The HotBENT (High Temperature Effects on Bentonite Buffers) project, led by Switerland's national radioactive waste disposal cooperative Nagra, is investigating how well bentonite retains its safety features when exposed to long-term heating, to address concerns that heat emitted by underground nuclear waste will change the geophysical and geochemical properties of the buffer and the host rock.
A long-term field test to investigate the behaviour of bentonite under temperatures of up to 200°C - twice the current maximum allowable temperature for such repositories - began in September 2021 at Switzerland's Grimsel Test Site (GTS) underground waste disposal testing facility.
Geoscientists from the Lawrence Berkeley, Sandia and Los Alamos National Laboratories are carrying out modelling and laboratory work to supplement the field test.
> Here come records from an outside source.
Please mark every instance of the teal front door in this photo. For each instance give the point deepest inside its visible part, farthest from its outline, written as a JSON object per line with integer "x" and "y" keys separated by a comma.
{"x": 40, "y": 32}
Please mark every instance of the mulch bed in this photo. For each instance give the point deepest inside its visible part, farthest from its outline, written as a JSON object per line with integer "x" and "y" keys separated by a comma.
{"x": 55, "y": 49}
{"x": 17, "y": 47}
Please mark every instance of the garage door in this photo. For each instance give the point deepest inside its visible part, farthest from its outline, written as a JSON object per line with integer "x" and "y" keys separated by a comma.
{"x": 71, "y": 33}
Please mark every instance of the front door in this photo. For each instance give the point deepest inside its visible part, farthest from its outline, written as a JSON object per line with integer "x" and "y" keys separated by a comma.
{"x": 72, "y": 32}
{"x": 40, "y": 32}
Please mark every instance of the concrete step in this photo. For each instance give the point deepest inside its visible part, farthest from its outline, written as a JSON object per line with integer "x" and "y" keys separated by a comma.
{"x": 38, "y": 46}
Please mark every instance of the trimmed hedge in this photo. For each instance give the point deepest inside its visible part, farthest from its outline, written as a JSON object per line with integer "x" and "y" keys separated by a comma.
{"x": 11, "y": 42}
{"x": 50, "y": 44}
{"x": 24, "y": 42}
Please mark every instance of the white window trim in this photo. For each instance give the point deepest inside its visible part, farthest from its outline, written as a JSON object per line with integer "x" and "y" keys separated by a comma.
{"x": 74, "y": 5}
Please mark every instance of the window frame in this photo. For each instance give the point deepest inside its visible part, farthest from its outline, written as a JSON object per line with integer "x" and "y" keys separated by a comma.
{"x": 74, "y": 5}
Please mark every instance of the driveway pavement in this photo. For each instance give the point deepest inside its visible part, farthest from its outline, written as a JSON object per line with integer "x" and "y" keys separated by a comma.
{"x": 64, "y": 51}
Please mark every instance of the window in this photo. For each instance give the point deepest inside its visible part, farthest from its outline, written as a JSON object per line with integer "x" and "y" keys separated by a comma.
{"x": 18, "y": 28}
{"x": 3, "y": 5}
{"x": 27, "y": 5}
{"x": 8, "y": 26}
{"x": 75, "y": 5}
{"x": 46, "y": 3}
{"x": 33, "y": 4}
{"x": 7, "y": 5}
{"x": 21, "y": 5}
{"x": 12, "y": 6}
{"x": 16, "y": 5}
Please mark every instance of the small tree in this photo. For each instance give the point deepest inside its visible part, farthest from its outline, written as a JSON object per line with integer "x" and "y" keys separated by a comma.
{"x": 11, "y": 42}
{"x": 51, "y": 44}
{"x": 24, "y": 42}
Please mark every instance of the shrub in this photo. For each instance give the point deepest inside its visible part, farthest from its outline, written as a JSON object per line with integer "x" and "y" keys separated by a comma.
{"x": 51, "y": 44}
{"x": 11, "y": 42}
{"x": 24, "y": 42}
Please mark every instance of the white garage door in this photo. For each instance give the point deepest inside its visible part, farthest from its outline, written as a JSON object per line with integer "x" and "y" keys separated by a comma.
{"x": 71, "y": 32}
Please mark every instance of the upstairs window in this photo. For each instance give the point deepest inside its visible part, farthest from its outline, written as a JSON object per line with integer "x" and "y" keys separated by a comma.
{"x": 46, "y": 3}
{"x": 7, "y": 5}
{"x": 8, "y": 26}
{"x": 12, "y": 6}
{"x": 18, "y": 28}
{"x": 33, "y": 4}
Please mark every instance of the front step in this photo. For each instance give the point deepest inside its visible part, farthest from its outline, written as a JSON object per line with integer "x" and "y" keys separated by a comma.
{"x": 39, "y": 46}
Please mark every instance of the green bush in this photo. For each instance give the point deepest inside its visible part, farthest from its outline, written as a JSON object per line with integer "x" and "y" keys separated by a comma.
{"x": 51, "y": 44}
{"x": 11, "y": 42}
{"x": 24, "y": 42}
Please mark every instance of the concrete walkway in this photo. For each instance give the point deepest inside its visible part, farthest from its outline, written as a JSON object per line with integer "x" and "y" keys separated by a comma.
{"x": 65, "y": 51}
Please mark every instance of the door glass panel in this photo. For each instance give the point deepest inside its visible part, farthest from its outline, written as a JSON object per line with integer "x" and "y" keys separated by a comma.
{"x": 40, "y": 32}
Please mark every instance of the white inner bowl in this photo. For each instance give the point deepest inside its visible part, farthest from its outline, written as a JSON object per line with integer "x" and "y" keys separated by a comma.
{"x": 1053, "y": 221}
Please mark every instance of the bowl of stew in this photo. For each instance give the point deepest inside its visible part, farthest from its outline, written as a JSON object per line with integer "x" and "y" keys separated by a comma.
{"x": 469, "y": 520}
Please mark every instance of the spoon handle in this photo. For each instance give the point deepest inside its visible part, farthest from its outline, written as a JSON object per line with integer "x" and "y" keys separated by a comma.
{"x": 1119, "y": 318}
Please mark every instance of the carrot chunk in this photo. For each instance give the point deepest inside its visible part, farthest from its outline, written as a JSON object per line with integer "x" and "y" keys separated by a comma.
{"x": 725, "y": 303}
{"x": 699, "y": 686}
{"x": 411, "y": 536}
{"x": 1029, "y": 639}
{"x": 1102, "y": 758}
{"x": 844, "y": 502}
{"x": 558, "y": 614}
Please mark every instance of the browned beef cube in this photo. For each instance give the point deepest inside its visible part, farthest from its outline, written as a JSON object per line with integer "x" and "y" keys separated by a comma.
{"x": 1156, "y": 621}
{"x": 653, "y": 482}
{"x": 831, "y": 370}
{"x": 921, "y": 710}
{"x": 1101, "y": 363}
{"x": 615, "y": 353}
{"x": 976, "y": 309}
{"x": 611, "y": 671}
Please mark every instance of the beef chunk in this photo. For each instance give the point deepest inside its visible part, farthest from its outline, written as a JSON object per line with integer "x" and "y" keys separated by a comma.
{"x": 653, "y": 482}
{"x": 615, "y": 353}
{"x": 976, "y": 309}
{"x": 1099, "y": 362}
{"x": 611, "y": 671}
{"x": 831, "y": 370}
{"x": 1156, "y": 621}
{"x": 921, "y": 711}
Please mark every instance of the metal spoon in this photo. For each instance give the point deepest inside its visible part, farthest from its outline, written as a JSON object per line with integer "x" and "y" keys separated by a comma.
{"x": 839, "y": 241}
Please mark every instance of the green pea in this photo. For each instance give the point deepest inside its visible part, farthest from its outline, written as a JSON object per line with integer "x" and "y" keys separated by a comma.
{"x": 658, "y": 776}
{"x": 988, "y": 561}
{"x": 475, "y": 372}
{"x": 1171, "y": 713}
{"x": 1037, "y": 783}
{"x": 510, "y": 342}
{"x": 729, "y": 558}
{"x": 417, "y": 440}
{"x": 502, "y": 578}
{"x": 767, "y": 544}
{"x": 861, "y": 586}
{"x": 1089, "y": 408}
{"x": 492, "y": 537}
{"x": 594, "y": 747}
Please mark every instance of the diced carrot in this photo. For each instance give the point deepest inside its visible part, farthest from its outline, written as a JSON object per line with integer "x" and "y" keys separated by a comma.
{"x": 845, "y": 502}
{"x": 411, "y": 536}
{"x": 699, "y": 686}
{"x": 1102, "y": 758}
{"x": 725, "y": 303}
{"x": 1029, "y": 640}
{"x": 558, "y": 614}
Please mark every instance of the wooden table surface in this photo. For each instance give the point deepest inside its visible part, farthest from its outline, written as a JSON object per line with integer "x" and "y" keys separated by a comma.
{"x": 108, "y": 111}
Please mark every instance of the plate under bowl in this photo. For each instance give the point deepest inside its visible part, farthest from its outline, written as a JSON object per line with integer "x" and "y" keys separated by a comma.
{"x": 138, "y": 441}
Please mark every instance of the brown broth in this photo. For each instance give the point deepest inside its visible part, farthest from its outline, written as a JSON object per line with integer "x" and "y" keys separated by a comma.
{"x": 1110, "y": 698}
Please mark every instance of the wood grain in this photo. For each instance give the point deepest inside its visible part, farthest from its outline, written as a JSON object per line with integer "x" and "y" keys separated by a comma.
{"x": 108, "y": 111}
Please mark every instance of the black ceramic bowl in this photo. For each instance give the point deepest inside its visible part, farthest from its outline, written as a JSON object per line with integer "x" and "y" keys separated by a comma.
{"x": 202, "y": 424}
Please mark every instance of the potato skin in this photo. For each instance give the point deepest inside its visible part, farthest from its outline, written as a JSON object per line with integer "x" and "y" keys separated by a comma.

The Berkeley team is simulating the field test in a scaled-down laboratory set-up to look at changes in the materials over a year and a half, compared with five- and 15- to 20-year periods in the field, with a focus on understanding possible losses in bentonite's ability to swell.
Teams at Sandia will analyse bentonite samples sent from the Berkeley experiment and unheated samples from the Swiss test site to investigate heat-induced changes to the material's mineralogy and its ability to swell. At Los Alamos, studies are focusing on how a mixture of bentonite and other engineered barrier materials respond to heating, as well as testing the host rock the canisters may be buried within to see how the overall combination of materials responds at temperatures up to 300°C.
Verifying that the bentonite buffer is able to retain much of its protective function at much higher temperatures than previously considered would allow tighter spacing of canisters placed inside underground repositories, reducing the size of their overall footprint, according to Berkeley lead scientist LianGe Zheng.
"It's important to analyse a range of conditions such as possible host rock materials like the granite, clay rocks, and so on, to inform decisions about the most suitable underground location for these nuclear repositories," Zheng said.